Monday, September 24, 2007

Soda making Americans fat

Perhaps the biggest single dietary contributor to America's supersizing waistlines is soda pop. The sugary beverage is the only specific food clinically linked to weight gain and it makes up a staggering 10 percent of calories in the average diet.

The problem, doctors say, appears to be two fold. First the sheer number of calories in sweetened sodas is often not comprehended by consumers. A 64 oz. “Bladder Buster” Coke contains roughly 800 calories which is half the total number of calories an adult woman needs daily.

Second, most beverages appear to fool the body's natural appetite suppression mechanisms. The consumption of a 400 calorie burger triggers hormones which tells the brain it is no longer hungry while a similar consumption of soda does not appear to cause the same biological response, thus allowing the diner to continue eating and drinking longer before feeling full.
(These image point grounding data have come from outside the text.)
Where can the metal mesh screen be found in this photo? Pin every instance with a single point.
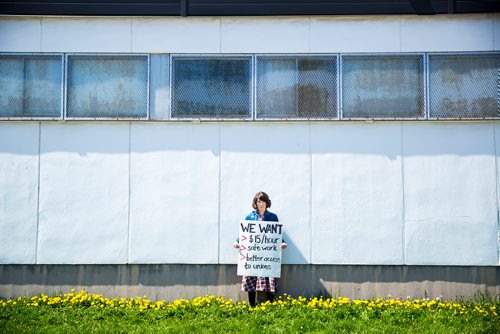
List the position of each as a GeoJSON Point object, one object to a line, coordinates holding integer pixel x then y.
{"type": "Point", "coordinates": [107, 86]}
{"type": "Point", "coordinates": [211, 87]}
{"type": "Point", "coordinates": [30, 86]}
{"type": "Point", "coordinates": [383, 86]}
{"type": "Point", "coordinates": [464, 86]}
{"type": "Point", "coordinates": [297, 87]}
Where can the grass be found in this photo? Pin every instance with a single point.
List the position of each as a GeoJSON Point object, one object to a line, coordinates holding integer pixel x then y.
{"type": "Point", "coordinates": [83, 312]}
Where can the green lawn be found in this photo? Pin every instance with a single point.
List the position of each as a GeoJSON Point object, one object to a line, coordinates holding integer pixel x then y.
{"type": "Point", "coordinates": [82, 312]}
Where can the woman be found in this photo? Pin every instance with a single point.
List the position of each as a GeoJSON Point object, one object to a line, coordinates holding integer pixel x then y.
{"type": "Point", "coordinates": [252, 284]}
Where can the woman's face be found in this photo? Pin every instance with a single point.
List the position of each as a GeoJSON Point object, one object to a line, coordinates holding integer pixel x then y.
{"type": "Point", "coordinates": [261, 205]}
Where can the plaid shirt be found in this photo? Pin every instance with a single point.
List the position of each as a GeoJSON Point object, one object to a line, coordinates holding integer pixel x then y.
{"type": "Point", "coordinates": [253, 283]}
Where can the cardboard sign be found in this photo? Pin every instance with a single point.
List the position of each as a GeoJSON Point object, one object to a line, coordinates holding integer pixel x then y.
{"type": "Point", "coordinates": [260, 248]}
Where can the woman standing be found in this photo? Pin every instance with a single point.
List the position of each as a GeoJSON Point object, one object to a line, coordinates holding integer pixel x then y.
{"type": "Point", "coordinates": [252, 284]}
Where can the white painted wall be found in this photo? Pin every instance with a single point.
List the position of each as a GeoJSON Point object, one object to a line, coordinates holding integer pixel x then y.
{"type": "Point", "coordinates": [348, 193]}
{"type": "Point", "coordinates": [314, 34]}
{"type": "Point", "coordinates": [174, 178]}
{"type": "Point", "coordinates": [84, 193]}
{"type": "Point", "coordinates": [18, 192]}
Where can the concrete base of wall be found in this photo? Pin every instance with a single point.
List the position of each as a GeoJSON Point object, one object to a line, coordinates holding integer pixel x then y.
{"type": "Point", "coordinates": [173, 281]}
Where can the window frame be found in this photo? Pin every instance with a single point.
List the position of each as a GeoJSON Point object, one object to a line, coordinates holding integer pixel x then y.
{"type": "Point", "coordinates": [208, 56]}
{"type": "Point", "coordinates": [298, 55]}
{"type": "Point", "coordinates": [82, 54]}
{"type": "Point", "coordinates": [62, 88]}
{"type": "Point", "coordinates": [384, 54]}
{"type": "Point", "coordinates": [428, 86]}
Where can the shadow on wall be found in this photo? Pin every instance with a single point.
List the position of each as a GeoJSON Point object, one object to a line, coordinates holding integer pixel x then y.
{"type": "Point", "coordinates": [380, 138]}
{"type": "Point", "coordinates": [164, 281]}
{"type": "Point", "coordinates": [292, 255]}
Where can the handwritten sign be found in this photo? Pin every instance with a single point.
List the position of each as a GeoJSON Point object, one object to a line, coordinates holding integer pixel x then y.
{"type": "Point", "coordinates": [260, 248]}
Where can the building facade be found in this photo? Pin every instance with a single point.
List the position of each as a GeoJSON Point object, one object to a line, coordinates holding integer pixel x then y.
{"type": "Point", "coordinates": [131, 146]}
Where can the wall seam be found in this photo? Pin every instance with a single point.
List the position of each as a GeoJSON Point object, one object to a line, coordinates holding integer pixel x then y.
{"type": "Point", "coordinates": [493, 30]}
{"type": "Point", "coordinates": [129, 187]}
{"type": "Point", "coordinates": [309, 39]}
{"type": "Point", "coordinates": [38, 192]}
{"type": "Point", "coordinates": [41, 34]}
{"type": "Point", "coordinates": [400, 33]}
{"type": "Point", "coordinates": [131, 34]}
{"type": "Point", "coordinates": [496, 192]}
{"type": "Point", "coordinates": [403, 206]}
{"type": "Point", "coordinates": [220, 38]}
{"type": "Point", "coordinates": [219, 195]}
{"type": "Point", "coordinates": [310, 198]}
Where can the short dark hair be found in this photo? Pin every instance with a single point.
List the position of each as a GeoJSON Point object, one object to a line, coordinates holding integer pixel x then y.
{"type": "Point", "coordinates": [263, 197]}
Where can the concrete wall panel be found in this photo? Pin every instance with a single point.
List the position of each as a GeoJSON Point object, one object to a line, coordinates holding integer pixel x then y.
{"type": "Point", "coordinates": [20, 34]}
{"type": "Point", "coordinates": [259, 35]}
{"type": "Point", "coordinates": [496, 32]}
{"type": "Point", "coordinates": [449, 194]}
{"type": "Point", "coordinates": [274, 159]}
{"type": "Point", "coordinates": [176, 35]}
{"type": "Point", "coordinates": [86, 35]}
{"type": "Point", "coordinates": [174, 193]}
{"type": "Point", "coordinates": [83, 193]}
{"type": "Point", "coordinates": [355, 34]}
{"type": "Point", "coordinates": [497, 157]}
{"type": "Point", "coordinates": [357, 194]}
{"type": "Point", "coordinates": [447, 33]}
{"type": "Point", "coordinates": [18, 192]}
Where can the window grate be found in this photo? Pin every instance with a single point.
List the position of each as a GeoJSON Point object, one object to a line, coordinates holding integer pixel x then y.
{"type": "Point", "coordinates": [30, 86]}
{"type": "Point", "coordinates": [297, 87]}
{"type": "Point", "coordinates": [211, 87]}
{"type": "Point", "coordinates": [464, 85]}
{"type": "Point", "coordinates": [107, 86]}
{"type": "Point", "coordinates": [383, 86]}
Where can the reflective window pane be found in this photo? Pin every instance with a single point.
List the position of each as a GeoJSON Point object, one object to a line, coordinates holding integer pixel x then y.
{"type": "Point", "coordinates": [383, 86]}
{"type": "Point", "coordinates": [107, 86]}
{"type": "Point", "coordinates": [464, 85]}
{"type": "Point", "coordinates": [297, 87]}
{"type": "Point", "coordinates": [30, 86]}
{"type": "Point", "coordinates": [211, 87]}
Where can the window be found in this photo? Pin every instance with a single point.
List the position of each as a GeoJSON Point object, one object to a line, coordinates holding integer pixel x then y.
{"type": "Point", "coordinates": [464, 85]}
{"type": "Point", "coordinates": [107, 86]}
{"type": "Point", "coordinates": [211, 87]}
{"type": "Point", "coordinates": [30, 86]}
{"type": "Point", "coordinates": [296, 87]}
{"type": "Point", "coordinates": [383, 86]}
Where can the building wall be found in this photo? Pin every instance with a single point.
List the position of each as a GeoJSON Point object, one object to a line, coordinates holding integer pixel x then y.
{"type": "Point", "coordinates": [349, 193]}
{"type": "Point", "coordinates": [314, 34]}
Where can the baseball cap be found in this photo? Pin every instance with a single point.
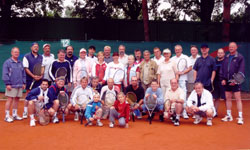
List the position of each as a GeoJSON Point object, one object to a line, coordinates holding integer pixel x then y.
{"type": "Point", "coordinates": [44, 45]}
{"type": "Point", "coordinates": [83, 50]}
{"type": "Point", "coordinates": [166, 51]}
{"type": "Point", "coordinates": [115, 54]}
{"type": "Point", "coordinates": [204, 46]}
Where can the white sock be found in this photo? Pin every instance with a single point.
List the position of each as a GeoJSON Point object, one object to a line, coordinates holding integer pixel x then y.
{"type": "Point", "coordinates": [25, 109]}
{"type": "Point", "coordinates": [7, 113]}
{"type": "Point", "coordinates": [32, 116]}
{"type": "Point", "coordinates": [240, 114]}
{"type": "Point", "coordinates": [14, 112]}
{"type": "Point", "coordinates": [229, 113]}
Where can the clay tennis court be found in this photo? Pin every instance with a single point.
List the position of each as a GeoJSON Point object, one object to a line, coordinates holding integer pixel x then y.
{"type": "Point", "coordinates": [140, 135]}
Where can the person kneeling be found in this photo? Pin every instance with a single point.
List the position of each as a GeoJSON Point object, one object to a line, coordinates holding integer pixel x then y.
{"type": "Point", "coordinates": [200, 103]}
{"type": "Point", "coordinates": [174, 100]}
{"type": "Point", "coordinates": [119, 111]}
{"type": "Point", "coordinates": [94, 111]}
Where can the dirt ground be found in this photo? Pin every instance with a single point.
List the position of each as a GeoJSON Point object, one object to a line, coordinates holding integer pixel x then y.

Soft drink companies under fire to come up with solutions to the sticky soda situation have several projects in various stages of development. Coke is researching a line of Atkins sodas made not with high fructose corn syrup but animal fat. “Nothing gives you that sated feeling like gnawing on the cartilage stub at the end of a pork loin,” said Aren Van Danburg, vice president of research and development at Coke, “so we're trying to introduce that sensation into our line of fizzy refreshments.”

Mr. Van Danburg said the partnership with the Atkins line of high protein, high fat diet foods was essential to lend the new sodas the clout they will need in the already crowded diet market. “Bacon grease also appears promising at the moment, though the gristle keeps wreaking havoc on our filtration system.”

Not to be left behind in the alternative beverage race, competitor Pepsi has attempted a different tact. “Most beverages do evade the body's appetite suppression system,” explained Pepsi's head food scientist Carolyn Benshaw, “with one apparent exception: soup.” Citing research done at Purdue University's Department of Food and Nutrition, Ms Benshaw said soup appears to be the anomaly in liquid food research. “Pepsi is committed to the health of America's children which is why we're phasing in our new soup-flavored sodas as alternatives to traditional beverages in school cafeterias around the country.”

When confronted with options including Split Pea Pepsi, Cream of Mushroom flavored Mello-Yellow or Dr. Peppercorn 'n Clam Chowder, Detroit middle-schooler Wade Dewallen expressed some reservations saying, “That's sick! Pop that taste like soup?! Uh-uh, no way!” Mr. Dewallen, 12, appeared skeptical of the proposition that his current beverage choices were unhealthy. “You get fat from eatin' pork rinds 'n shit, not from Mountain Dew. Besides, what'm I supposed to drink? Water?! Gross!”